Stock Market: What is a Share buyback offer and should you participate? Explained here in a simple manner

Update: 2021-04-04 09:15 IST

Stock Market: What is a Share buyback offer and should you participate? Explained here in a simple manner

Many companies with large surplus cash on books opt for buyback of shares. The boards of many companies, such as GAIL India and NALCO, had announced share buyback in the fourth quarter of the financial year 2020-21. But the question that arises here is what a buyback means? Should stock market investors should participate in the share buyback or stay away from it? Will it give good returns? Here is the explanation of share buyback and what you as an investor should do. All questions related to the share buyback are answered here:-

What is share buyback?

Basically, a buyback happens when a company buys its own shares from the market at a premium price to reduce its number of shares available in the open market for a number of reasons like to increase the value of remaining shares, increase overall holding value or giving less dividend to the market.

Why any company does a buyback?

Generally, when a company feels that their shares are undervalued, they have surplus cash for buyback, they go for it. The buyback also shows that management is confident about the performance of their business in the future.
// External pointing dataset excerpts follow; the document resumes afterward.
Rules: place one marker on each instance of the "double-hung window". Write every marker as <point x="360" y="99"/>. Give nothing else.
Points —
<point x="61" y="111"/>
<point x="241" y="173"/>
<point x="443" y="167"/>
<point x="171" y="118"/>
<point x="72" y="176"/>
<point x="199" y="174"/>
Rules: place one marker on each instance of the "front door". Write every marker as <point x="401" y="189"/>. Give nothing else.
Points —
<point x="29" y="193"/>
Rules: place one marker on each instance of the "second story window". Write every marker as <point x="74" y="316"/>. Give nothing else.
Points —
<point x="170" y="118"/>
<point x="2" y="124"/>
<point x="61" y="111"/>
There are two types of buybacks—open tender offers from the existing shareholders on a proportionate basis and open market through stock exchanges. Most companies prefer to go through the open market route. In buybacks which are done through the tender offer route, 15 per cent of the number of shares to be bought back is reserved for the small shareholders, whose market value as on record date is not more than Rs 2 lakh.
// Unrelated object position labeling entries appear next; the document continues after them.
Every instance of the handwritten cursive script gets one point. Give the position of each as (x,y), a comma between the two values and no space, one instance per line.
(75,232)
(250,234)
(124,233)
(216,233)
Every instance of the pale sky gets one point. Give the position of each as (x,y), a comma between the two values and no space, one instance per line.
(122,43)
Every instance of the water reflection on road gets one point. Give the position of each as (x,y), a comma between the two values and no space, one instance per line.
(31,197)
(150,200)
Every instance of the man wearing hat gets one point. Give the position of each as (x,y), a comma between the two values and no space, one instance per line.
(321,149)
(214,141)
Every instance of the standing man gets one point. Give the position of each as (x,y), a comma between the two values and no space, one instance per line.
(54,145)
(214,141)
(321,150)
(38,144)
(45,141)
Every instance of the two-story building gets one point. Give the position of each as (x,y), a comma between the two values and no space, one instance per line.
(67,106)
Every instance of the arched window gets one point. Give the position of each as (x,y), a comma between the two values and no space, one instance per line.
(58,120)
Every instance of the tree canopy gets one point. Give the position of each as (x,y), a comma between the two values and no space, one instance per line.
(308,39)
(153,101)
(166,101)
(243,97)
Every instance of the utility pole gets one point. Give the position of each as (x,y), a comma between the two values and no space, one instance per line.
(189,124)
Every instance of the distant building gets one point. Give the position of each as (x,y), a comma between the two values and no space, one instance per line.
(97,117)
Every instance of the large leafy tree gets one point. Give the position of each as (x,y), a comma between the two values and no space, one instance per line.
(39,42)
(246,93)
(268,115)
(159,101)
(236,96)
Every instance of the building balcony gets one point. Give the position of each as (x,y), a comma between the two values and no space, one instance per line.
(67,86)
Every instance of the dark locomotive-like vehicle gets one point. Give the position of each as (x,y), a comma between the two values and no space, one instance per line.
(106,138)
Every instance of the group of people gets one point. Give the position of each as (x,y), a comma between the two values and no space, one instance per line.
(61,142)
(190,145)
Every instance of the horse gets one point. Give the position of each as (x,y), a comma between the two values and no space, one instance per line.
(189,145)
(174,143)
What's the standard procedure of share buyback?

First of all, the company going for buyback has to announce its buyback date and offer price in advance, whoever is holding the share on that date is eligible for buyback action. Then the company sends a tender offer letter to all shareholders. This letter provides details of shareholding and how many shares; he or she is selling to the company at the buyback price. The letter also keeps details of the tender period; a user can give authority to the broker for buyback participation. Now, the broker transfers stock to the company from the client's DP and then the company pays directly to the client the total value of the stock at buyback price.
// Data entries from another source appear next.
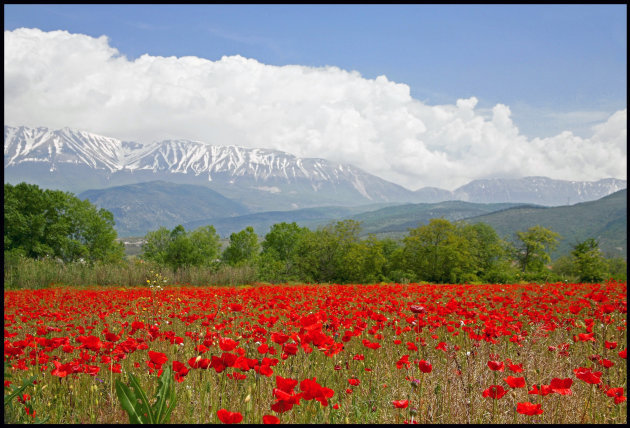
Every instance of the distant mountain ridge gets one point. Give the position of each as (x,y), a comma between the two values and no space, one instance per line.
(140,208)
(605,220)
(259,179)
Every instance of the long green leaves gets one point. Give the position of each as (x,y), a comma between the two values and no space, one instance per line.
(135,402)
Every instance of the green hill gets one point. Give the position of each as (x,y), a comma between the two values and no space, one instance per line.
(399,219)
(605,219)
(138,208)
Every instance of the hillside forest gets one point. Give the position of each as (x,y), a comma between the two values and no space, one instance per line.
(51,236)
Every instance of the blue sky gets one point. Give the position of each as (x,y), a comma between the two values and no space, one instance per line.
(557,67)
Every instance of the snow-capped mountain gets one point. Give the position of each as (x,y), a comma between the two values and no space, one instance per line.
(537,190)
(262,179)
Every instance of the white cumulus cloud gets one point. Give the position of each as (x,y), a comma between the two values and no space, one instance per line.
(58,79)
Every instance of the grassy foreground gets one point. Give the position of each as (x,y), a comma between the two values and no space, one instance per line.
(553,353)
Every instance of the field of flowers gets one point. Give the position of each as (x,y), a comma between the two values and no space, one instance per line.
(553,353)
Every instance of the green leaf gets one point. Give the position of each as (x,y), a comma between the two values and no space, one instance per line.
(165,385)
(17,391)
(146,407)
(129,403)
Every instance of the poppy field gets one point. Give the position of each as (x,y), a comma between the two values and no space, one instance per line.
(383,353)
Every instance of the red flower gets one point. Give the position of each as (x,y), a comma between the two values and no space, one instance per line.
(561,386)
(286,385)
(515,382)
(587,375)
(614,392)
(354,382)
(226,344)
(529,409)
(610,345)
(403,362)
(157,358)
(400,404)
(495,391)
(417,309)
(312,390)
(270,419)
(425,367)
(544,390)
(496,365)
(279,338)
(228,417)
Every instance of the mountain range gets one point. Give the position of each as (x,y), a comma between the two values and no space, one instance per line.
(258,179)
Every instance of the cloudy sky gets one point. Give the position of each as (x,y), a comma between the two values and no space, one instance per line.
(419,95)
How a client gets benefitted from it?

The company always buys its shares at a good premium to attract more people towards the offer. Suppose the current price of the stock is Rs 400 apiece, then the company may give an offer of Rs 430-450 or even better price. Now it is advised that before 2-3 days of the buyback record date, you can buy the shares of the company and hold the shares in your portfolio if you wish to be eligible for a buyback offer.

Now you have two options:

First, keep your holding until the tender period company will inform you, what quantity they are buying back from you. You can provide those shares to them and then you can sell the rest of the shares.

The second strategy could be, once the record date is passed you can sell the stocks and when you receive a tender notification, buy it from the open market and sell it to the company.

Both strategies have their pros and cons.

What are the risks involved in share buyback?

If the company buys 100 per cent of your holding, there would be no risk in this trade, but it is not decided in advance, it depends on how much participation comes from the market. Generally, the buyback ratio varies from 10 per cent to 50 per cent. If the buyback ratio is 25 per cent and you are holding 100 shares of the company, the company will only buy 25 shares from you, which means your 75 shares are at market risk. So you have to make your strategy accordingly.

Points for investors

Before participating in the buyback, the investors must analyse the price movement of the share just before the buyback is announced. If there is a steep price rise in the share of the company, then the investors should be cautious.

Investors should always look at the size of the buyback offer, the price and the duration of the offer. If the buyback size is too small compared with the overall market capitalisation of the company, the impact on the share price could be very insignificant.

Investors should also look at the debt-equity ratio to understand the fundamentals of the company. In the case, where the debt level of the company is higher than the industry average, it means that its free cash flow in the future is going to be a tight one.